ArchiveTeam/grab-site

Getting 502 Bad Gateway Errors

syberphunk opened this issue · 2 comments

I have IP address overrides specified in my /etc/hosts for a domain.

If I directly wpull an URL from one of the addresses, it resolves fine, I get the file I expect using the override IP address.

If I use grab-site, and it finds one of these domains, I get a 502 gateway error, setting --debug doesn't tell me any further information, just that now for some reason I'm pulling a html page instead of say, a png image I'm expecting.

I've set dns wait times, --no-http-keep-alive, and --no-skip-getaddrinfo but I really can't nail down what's causing this problem when wpull is called via grab-site to access this domain.

The venv doesn't have its own proxy or dns settings.

I'm really at a loss for narrowing down what grab-site is doing or how to debug it or ensure it's connecting to the domain properly to not cause this problem.

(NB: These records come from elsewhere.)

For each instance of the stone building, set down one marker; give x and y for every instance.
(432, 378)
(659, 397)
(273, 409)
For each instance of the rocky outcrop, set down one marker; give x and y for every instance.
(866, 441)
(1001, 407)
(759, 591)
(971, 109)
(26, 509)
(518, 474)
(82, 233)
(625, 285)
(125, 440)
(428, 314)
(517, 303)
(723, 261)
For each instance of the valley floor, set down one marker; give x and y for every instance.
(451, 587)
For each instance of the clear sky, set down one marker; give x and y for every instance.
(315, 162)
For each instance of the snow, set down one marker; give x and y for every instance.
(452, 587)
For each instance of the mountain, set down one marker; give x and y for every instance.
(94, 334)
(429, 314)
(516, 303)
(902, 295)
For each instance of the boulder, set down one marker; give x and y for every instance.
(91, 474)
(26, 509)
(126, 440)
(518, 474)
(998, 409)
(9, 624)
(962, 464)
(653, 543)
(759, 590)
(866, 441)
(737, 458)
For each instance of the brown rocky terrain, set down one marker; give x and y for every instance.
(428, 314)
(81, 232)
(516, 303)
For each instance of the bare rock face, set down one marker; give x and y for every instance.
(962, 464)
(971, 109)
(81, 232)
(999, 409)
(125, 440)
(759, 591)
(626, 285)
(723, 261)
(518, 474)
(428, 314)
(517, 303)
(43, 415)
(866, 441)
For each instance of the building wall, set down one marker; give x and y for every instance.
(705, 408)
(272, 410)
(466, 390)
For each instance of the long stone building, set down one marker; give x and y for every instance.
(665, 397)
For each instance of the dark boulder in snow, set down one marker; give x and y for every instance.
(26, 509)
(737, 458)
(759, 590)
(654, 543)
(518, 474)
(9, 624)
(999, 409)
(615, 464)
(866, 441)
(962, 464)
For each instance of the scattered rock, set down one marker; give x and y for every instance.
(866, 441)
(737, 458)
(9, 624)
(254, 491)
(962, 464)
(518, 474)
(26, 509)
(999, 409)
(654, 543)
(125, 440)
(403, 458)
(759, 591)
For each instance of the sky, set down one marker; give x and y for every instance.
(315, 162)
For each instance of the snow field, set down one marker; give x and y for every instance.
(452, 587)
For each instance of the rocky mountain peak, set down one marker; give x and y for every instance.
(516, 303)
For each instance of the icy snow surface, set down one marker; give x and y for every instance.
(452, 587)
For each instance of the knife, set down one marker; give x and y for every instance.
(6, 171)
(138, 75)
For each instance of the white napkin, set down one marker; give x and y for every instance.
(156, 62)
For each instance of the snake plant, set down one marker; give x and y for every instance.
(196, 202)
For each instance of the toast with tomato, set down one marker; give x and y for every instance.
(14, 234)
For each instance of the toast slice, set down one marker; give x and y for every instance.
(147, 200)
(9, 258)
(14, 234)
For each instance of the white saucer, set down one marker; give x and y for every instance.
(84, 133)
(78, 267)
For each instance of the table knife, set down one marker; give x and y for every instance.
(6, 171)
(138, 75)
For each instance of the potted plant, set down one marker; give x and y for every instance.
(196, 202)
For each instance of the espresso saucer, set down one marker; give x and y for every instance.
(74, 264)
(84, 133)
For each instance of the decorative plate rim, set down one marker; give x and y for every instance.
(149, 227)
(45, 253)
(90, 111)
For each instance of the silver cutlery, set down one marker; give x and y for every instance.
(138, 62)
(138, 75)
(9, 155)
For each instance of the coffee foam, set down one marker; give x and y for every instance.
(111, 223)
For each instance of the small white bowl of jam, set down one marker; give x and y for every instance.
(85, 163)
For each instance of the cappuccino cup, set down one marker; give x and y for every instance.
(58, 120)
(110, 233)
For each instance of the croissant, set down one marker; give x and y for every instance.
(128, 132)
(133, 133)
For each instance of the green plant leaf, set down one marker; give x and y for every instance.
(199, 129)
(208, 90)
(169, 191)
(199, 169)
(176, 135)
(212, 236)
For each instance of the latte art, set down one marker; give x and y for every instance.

We have access to the server-side, and it's not even really hitting the site properly to grab the image. I'm bypassing any cdn we have.

It's weird.

Are you using --no-skip-getaddrinfo or --wpull-args=--no-skip-getaddrinfo ? The former won't work.

Are you using --no-skip-getaddrinfo or --wpull-args=--no-skip-getaddrinfo ? The former won't work.

The latter.